Bright green hydrogen from biomass gasification?

Woody biomass can be converted into clean hydrogen via gasification. If the resultant CO2 is sequestered, each ton of hydrogen may be associated with -20 tons of CO2 disposal. The economies of hydrogen from biomass gasification require $11/kg-e revenues for a 10% IRR on capex of $3,000/Tpa of biomass, or lower, with CO2 disposal incentives.


Bright green hydrogen can be produced from woody biomass that would otherwise have decomposed, partially combusting it at 800ºC with pure oxygen, and generating hydrogen and CO2 for disposal.

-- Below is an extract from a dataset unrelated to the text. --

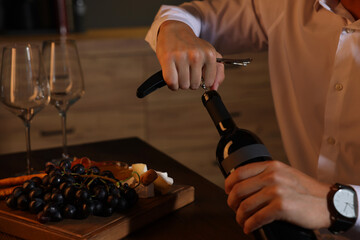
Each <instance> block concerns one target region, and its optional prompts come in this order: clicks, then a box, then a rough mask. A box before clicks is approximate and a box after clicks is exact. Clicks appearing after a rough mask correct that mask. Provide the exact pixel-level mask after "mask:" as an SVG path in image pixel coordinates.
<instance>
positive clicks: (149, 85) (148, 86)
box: [136, 70, 166, 98]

Mass balances. If the partial oxidation of biomass is followed by a water-gas shift reactor, plus purification via pressure swing adsorption, then per ton of input biomass, it can yield 0.07 tons of 97-99% pure hydrogen and 21 tons of 95-99% CO2 for disposal.

In other words, biomass gasification can yield clean hydrogen as a feedstock or fuel, but it also sequesters the carbon in biomass, addressing challenges over the permanence of some nature-based CO2 removals.

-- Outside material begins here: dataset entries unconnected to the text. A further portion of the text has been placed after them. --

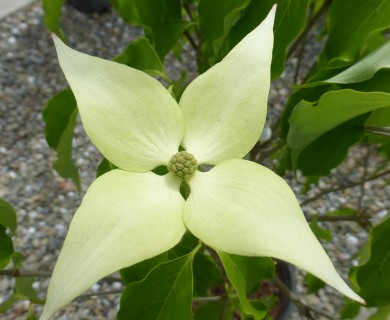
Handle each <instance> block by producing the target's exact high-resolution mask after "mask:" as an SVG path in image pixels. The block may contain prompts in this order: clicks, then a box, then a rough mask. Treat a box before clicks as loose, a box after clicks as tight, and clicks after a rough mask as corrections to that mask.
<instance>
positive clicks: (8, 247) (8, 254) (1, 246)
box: [0, 224, 14, 270]
mask: <svg viewBox="0 0 390 320" xmlns="http://www.w3.org/2000/svg"><path fill="white" fill-rule="evenodd" d="M6 230H7V229H6V228H5V227H4V226H3V225H2V224H0V270H2V269H4V268H5V267H6V266H7V265H8V263H9V262H10V261H11V258H12V254H13V253H14V245H13V243H12V239H11V238H10V236H9V235H8V234H7V231H6Z"/></svg>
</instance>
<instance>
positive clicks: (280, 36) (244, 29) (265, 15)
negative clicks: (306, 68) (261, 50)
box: [225, 0, 309, 79]
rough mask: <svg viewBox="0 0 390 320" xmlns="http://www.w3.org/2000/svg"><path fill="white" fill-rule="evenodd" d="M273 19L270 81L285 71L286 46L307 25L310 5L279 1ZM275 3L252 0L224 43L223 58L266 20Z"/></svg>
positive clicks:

The economics of biomass gasification are modelled in this data-file, albeit screening as somewhat expensive, requiring $11/kg hydrogen-equivalent revenues to earn a 10% IRR at a gasification plant with capex of c$3,000/Tpa of biomass.

50% of the total costs are associated with covering the high capex costs, while another 5-15% ($1/kg each) can be ascribed to plant maintenance, sourcing biomass and sourcing oxygen.

$11/kg hydrogen-equivalent revenues, in turn, may be derived via any mix of hydrogen revenues and CO2 disposal revenues, such as $11/kg hydrogen and $0/ton CO2 disposal, $9/kg hydrogen and $100/ton CO2 disposal, or $1/kg hydrogen and $500/ton CO2 disposal.

Costs of hydrogen from biomass gasification could best be reduced by reducing the capex costs of gasification facilities. Note the wide range of proposed capital investment costs in the chart below.

Energy economies are c50% energy-efficient, requiring 70 kWh of input energy per kg of hydrogen output, of which 94% is from the exothermic partial oxidation of woody biomass. Another c3% is from separating out oxygen, and another 3% is for compressing CO2.

Hence overall, gross CO2 emissions should be below 1 ton of CO2 per ton of hydrogen, while net CO2 emissions should be -20 tons of CO2 per ton of hydrogen production.

Biomass gasification adds to our list of hydrogen technologies, from black hydrogen, grey hydrogen, SMR blue hydrogen, ATR blue hydrogen, turquoise hydrogen, MIRALON process, chemical looping combustion, and green hydrogen.